日本イットリウムは、17種類あるレアアース元素のうち、軽希土類から重希土類まですべてを取り扱える、国内でも数少ないレアアース総合メーカーでした。この技術・人材を完全に自社へ統合したことで、三井金属は精製から機能材料への応用までを社内で完結できる体制を強化しています。

独自技術・精製アプローチの解説

三井金属(旧・日本イットリウム)の強みは、国内初となるY2O3(酸化イットリウム)の量産化を実現するなど、レアアース分離精製における長年の実績です。SAWフィルター用の高純度タンタルや、液晶パネル・ハードディスクのガラス研磨用セリウム系研磨材など、レアメタル・レアアースを使った機能材料を幅広く手がけています。

加えて注目したいのが、JOGMEC(エネルギー・金属鉱物資源機構)と共同で進める、レアアースリサイクル向けの高度な溶媒抽出技術の開発です。これは都市鉱山から回収したレアアースを再び高純度な原料に戻すための技術で、新規資源開発とリサイクルの両輪を見据えた研究開発だと言えます。

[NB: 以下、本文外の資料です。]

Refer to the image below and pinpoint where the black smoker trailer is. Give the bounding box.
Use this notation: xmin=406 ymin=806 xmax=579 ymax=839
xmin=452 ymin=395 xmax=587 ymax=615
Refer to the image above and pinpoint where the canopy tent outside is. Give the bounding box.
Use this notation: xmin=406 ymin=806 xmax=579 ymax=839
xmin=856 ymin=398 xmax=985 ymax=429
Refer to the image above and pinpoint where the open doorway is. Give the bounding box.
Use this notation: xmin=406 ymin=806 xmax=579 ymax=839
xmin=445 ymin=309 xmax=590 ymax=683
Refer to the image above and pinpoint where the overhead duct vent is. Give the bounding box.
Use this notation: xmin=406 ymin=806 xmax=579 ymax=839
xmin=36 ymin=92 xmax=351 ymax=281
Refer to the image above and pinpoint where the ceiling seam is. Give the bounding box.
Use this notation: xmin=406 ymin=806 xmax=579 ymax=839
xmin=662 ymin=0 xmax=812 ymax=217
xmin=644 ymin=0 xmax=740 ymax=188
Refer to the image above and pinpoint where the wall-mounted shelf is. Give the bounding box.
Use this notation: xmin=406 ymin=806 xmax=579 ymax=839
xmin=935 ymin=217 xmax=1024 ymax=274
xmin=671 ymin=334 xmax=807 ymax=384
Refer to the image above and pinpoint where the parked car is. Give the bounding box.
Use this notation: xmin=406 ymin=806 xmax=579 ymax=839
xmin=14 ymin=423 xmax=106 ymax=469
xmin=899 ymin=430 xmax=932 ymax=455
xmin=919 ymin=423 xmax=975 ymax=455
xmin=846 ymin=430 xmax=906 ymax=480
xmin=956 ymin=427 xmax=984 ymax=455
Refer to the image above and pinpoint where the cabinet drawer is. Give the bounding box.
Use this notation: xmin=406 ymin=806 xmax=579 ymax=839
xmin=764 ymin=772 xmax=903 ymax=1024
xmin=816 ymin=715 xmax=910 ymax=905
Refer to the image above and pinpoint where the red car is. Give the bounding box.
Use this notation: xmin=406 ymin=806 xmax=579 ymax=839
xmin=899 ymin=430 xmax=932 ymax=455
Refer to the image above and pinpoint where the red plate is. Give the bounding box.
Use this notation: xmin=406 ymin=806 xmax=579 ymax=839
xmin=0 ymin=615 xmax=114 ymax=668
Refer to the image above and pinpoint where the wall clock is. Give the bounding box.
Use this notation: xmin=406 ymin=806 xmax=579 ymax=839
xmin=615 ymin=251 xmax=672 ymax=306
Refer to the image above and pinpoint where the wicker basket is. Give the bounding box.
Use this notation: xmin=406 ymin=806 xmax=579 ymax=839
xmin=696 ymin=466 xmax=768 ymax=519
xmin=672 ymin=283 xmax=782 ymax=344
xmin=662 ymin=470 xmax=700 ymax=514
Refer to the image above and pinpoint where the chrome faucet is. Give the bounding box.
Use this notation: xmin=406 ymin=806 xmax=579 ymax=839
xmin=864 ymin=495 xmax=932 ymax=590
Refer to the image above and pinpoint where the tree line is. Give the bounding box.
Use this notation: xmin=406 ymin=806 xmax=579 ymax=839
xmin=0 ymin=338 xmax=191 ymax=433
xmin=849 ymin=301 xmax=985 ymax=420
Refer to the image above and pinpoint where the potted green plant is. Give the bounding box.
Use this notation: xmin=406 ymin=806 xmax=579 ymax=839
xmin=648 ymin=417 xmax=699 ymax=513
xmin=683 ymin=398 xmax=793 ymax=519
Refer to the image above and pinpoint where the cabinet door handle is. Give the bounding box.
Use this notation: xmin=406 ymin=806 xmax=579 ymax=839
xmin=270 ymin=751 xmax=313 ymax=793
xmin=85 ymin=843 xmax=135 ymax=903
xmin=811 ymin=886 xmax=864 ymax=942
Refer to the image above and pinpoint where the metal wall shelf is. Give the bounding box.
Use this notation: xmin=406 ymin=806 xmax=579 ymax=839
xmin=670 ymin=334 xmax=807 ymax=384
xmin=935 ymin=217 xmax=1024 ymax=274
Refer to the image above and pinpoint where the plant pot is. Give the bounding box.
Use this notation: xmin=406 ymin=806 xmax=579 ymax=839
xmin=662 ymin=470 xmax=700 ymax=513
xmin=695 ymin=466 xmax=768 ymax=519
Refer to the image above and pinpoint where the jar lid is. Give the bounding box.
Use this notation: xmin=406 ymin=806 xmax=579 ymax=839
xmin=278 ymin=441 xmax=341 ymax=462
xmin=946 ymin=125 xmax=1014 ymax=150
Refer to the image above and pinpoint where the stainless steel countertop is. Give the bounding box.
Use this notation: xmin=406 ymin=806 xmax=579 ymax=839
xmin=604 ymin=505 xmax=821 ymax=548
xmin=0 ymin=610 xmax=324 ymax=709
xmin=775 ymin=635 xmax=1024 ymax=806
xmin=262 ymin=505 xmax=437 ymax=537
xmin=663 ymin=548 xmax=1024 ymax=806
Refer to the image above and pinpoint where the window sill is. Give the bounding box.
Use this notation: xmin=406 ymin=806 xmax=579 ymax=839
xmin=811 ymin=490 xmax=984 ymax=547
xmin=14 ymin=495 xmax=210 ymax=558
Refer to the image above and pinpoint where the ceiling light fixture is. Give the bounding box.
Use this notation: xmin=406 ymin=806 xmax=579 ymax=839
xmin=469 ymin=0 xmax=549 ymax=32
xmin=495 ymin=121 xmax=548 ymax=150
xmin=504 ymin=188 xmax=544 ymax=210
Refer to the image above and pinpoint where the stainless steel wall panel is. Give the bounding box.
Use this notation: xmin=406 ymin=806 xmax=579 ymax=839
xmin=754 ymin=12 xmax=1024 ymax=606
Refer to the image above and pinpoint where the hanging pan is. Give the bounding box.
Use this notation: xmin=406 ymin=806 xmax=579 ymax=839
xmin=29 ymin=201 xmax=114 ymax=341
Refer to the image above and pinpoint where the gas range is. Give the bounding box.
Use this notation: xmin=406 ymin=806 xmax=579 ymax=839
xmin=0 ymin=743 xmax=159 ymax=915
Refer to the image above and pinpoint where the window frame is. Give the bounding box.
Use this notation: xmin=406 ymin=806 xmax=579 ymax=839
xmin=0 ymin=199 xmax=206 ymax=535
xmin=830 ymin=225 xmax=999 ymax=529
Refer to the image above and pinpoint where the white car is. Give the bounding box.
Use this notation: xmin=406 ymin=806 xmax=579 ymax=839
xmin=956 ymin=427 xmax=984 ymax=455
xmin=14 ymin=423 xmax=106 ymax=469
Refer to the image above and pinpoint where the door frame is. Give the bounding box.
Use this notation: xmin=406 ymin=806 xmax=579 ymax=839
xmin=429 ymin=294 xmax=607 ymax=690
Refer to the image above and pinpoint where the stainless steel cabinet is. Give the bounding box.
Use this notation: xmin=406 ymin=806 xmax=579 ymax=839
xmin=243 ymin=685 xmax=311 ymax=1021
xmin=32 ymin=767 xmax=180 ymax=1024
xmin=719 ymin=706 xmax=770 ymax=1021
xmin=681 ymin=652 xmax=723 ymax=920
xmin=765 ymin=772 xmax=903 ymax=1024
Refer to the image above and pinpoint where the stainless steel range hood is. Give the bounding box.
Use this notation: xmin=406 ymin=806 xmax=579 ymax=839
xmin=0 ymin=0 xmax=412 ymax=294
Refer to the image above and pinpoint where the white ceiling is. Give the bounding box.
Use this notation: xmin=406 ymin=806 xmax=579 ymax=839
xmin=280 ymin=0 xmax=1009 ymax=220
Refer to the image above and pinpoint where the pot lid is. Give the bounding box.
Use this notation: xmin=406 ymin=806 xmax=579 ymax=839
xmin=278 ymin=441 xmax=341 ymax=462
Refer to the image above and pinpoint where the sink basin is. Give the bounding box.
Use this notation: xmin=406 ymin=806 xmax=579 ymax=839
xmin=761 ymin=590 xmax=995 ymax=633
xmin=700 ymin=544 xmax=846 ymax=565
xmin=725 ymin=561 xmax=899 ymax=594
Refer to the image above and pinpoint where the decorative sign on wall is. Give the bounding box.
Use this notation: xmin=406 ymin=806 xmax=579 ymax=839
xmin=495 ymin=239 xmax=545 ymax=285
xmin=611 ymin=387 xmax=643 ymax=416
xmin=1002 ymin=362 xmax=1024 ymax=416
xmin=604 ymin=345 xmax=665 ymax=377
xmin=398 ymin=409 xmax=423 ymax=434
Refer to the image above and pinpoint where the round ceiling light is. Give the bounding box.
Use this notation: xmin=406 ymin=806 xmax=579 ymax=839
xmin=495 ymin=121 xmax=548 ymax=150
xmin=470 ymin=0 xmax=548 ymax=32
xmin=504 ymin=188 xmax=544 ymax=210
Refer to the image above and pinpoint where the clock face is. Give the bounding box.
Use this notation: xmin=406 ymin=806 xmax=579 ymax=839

先人たちの壁と苦労:レアアースの「化学的に似すぎている」という壁

日本イットリウムの事業の根幹には、レアアース17元素が電子配置・化学的性質が驚くほど似ているため、古典的な分別沈殿では個々の元素を分離できないという、この分野特有の技術的な壁があります。この壁を突破するために確立されたのが、イオン交換法や溶媒抽出法という高度な分離技術でした。国内で初めてY2O3(酸化イットリウム)の量産化を実現したという実績は、こうした地道な技術蓄積の積み重ねの上に成り立っています。三井金属がこの技術と人材をグループ内に完全統合するという決断をした背景には、単独の子会社では抱えきれないほど、レアアースという資源の重要性が増しているという経営判断があったと見ることができます。

収益構造と利益体質

2026年3月期の連結業績は、売上高7,585億円(前期比6.5%増)、営業利益1,309億円(同75.1%増)、経常利益1,367億円(同78.9%増)、親会社株主に帰属する当期純利益912億円(同41.1%増)と、各利益項目で過去最高を更新しました。AIサーバー向け高周波基板用の電解銅箔や電子材料用金属粉が堅調に推移した機能材料セグメントに加え、非鉄金属相場の上昇や在庫評価益の好転も追い風となりました。

項目2026年3月期実績2027年3月期予想
売上高7,585億円8,300億円
営業利益1,309億円910億円

配当は245円(前期比65円増)と大幅増配、2027年3月期は280円への増配を予想しています。ただし2027年3月期の営業利益は前期比30.5%減という減益予想で、これは2026年3月期が非鉄金属市況の好転という一時的な追い風を強く受けていたことの反動です。

将来性と成長ドライバー

レアマテリアル事業部の発足により、精製技術と機能材料への応用を社内で完結できる体制が整ったことは、南鳥島レアアース泥のような新規資源開発が本格化した際の受け皿としての期待にもつながります。JOGMECとのリサイクル技術開発も、都市鉱山からの安定供給という中長期的な成長ドライバーです。

抱える課題とリスク

最大のリスクは、業績が非鉄金属相場や在庫評価損益に大きく左右される構造にあることです。2027年3月期の大幅減益予想が示すように、2026年3月期の過去最高益は市況要因による部分が大きく、レアマテリアル事業部単体の収益貢献度は現時点では開示情報から読み取りにくい点にも注意が必要です。

投資家・市場からの評価

市場では、過去最高益の更新と大幅増配が好感される一方、2027年3月期の減益予想も織り込まれています。レアアーステーマとしては、日本イットリウムの完全統合という具体的なアクションを取った数少ない企業として、今後のレアマテリアル事業部の実績開示が注目されるポイントです。

本記事の財務数値は2026年3月期決算短信・IR資料等をもとに2026年8月時点で作成しています。本記事は情報提供を目的としたものであり、特定銘柄の売買を推奨・勧誘するものではありません。投資判断はご自身の責任で、最新の決算・適時開示情報をご確認のうえ行ってください。